By May 10, 2024September 16th, 2024No Comments

Shortlisted for the Ngaio Marsh Awards and the NZ Booklovers Awards 2022.

Lestari Aris is a woman on the edge. Her tattoo studio on Karangahape Road is hammered by burglaries; the hangers-on in her life, from a teenage runaway to a married cop, are bonded to her for reasons she can’t fathom. And years after Lestari’s father disappeared, her Indonesian mother is still lost in a self-medicated blur.

When a murder in Symonds Street Cemetery whirls Lestari into the orbit of an unpredictable drug, she uncovers a decades-long covert clinical study targeting rough sleepers and others on the fringes – and its dark connections with her own life and history. Everything is connected: the past is circling. How far will Lestari go to save someone she loves?

Set in a vivid, grimy inner-city Auckland, Isobar Precinct explores perceptions of time and progress, and asks whether the past ever disappears. 

‘An offhand, easily missed mention of MKUltra a covert CIA project that ran from 1954 to 1975, in which unwitting subjects were given experimental drugs to alter their behaviour is a clue to a part of the background of the story, but it gives no hint of the subtle and surprising way that story line unfolds. To borrow a term once used to describe Beethoven’s quartets, there’s a controlled unpredictability to it all that makes Isobar Precinct a compelling joy to read.

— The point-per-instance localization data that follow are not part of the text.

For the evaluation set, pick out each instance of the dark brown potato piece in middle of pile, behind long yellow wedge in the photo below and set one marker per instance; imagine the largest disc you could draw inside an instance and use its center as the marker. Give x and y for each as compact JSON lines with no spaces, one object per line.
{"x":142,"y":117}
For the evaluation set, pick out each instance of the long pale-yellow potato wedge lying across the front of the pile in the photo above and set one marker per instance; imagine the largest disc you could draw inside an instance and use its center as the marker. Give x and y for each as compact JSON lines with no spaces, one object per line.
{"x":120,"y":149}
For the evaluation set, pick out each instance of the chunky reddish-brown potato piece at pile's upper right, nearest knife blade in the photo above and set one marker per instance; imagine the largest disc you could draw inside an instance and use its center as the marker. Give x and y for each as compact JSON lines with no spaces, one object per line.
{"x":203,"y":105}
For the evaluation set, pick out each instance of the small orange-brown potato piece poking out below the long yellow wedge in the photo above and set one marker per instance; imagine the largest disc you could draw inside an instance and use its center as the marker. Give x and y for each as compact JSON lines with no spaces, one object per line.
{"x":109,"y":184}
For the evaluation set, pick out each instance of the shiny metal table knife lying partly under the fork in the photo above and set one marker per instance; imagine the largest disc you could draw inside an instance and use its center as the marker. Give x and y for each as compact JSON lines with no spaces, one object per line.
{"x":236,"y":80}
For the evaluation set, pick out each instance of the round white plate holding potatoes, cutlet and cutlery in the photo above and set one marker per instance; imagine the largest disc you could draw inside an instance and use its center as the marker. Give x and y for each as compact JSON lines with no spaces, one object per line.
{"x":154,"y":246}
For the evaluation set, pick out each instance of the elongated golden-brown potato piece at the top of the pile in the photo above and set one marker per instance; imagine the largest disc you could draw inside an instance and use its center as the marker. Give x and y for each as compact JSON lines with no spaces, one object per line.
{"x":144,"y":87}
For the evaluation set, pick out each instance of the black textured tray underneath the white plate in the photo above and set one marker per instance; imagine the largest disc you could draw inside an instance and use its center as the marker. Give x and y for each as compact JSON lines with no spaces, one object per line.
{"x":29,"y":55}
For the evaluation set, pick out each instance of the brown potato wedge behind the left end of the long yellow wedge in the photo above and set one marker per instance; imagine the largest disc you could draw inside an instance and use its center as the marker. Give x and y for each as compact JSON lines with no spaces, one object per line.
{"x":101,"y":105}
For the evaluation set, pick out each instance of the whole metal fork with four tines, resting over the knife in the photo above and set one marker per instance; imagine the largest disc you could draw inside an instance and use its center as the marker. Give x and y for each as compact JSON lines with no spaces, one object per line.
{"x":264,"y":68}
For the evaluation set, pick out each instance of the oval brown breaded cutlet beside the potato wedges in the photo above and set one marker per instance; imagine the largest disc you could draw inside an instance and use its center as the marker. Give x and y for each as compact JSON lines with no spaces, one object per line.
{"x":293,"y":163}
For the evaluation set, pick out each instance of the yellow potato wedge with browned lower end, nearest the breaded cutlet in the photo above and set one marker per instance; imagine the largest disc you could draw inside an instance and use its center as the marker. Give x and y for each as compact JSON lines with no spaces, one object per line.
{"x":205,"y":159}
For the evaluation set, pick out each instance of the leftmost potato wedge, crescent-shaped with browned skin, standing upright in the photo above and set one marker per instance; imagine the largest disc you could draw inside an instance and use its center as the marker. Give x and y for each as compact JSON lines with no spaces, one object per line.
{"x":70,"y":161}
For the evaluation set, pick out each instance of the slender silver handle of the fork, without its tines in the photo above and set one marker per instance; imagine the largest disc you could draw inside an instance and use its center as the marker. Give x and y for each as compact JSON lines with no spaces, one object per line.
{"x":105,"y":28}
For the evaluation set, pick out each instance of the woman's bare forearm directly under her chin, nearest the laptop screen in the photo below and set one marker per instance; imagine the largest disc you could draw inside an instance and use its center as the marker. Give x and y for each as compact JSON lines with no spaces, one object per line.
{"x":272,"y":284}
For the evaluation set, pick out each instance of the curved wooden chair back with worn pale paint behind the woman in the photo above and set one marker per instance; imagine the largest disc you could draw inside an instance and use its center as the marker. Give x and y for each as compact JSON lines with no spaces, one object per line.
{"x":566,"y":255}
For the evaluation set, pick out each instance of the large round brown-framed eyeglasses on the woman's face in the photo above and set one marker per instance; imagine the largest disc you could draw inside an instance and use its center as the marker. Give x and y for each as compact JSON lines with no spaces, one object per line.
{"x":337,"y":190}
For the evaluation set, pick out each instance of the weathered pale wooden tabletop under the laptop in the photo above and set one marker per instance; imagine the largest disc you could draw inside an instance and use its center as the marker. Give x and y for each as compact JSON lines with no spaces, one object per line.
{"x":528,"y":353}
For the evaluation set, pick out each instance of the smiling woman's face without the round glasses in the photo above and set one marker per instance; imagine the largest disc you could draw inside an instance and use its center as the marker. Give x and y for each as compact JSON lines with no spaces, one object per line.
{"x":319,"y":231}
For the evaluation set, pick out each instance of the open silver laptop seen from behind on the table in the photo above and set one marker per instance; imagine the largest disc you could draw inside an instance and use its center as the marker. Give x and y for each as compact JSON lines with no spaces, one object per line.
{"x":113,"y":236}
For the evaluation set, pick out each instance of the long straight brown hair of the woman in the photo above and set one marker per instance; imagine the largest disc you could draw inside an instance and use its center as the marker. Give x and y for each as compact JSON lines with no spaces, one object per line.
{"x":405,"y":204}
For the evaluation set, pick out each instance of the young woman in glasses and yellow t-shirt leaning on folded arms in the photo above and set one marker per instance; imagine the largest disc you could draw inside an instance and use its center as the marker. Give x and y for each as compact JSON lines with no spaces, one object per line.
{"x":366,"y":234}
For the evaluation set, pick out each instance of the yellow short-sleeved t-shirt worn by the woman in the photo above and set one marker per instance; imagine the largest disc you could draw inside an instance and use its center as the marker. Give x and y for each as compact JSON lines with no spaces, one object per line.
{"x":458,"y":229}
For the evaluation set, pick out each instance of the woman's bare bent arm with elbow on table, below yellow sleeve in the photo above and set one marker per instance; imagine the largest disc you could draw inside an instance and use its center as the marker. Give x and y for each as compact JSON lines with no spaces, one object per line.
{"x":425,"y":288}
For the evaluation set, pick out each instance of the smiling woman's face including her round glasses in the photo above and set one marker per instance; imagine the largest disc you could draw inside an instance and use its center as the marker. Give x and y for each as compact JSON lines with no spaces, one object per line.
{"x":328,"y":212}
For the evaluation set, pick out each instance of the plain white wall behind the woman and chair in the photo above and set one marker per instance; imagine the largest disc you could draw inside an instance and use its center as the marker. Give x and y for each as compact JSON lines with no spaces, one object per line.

Summarising the plot gives no sense of the novel’s many pleasures: the turns of phrase, the sharp characterisations and the uncanny way Kasmara renders some of the more magical moments — including time travel — in a way that renders it plausible and clear’, Tom Moody writes in Aotearoa New Zealand Review of Books.

Read more reviews of Isobar Precinct in The Pantograph Punch, Kete, and Landfall.

Isobar Precinct

by Angelique Kasmara

The Cuba Press

ISBN: 9781988595436 

Published: August 2021

Format: Paperback, 294 pages

Angelique Kasmara

Angelique Kasmara has a Master in Creative Writing from the University of Auckland, where she won the Wallace Foundation Prize 2016 for best manuscript. Her debut novel Isobar Precinct (2021, The Cuba Press) was shortlisted for the 2022 Ngaio Marsh Awards (Best First Novel) and the NZ Booklovers Awards, and has been published as an audiobook by Bolinda. Her fiction and creative non-fiction has appeared in the NZ Listener, Newsroom, Ko Aotearoa Tātou | We Are New Zealand, and Planeta Distante Aotearoa: ecos y voces de la larga nube blanca. She is the reviews co-editor of takahē magazine.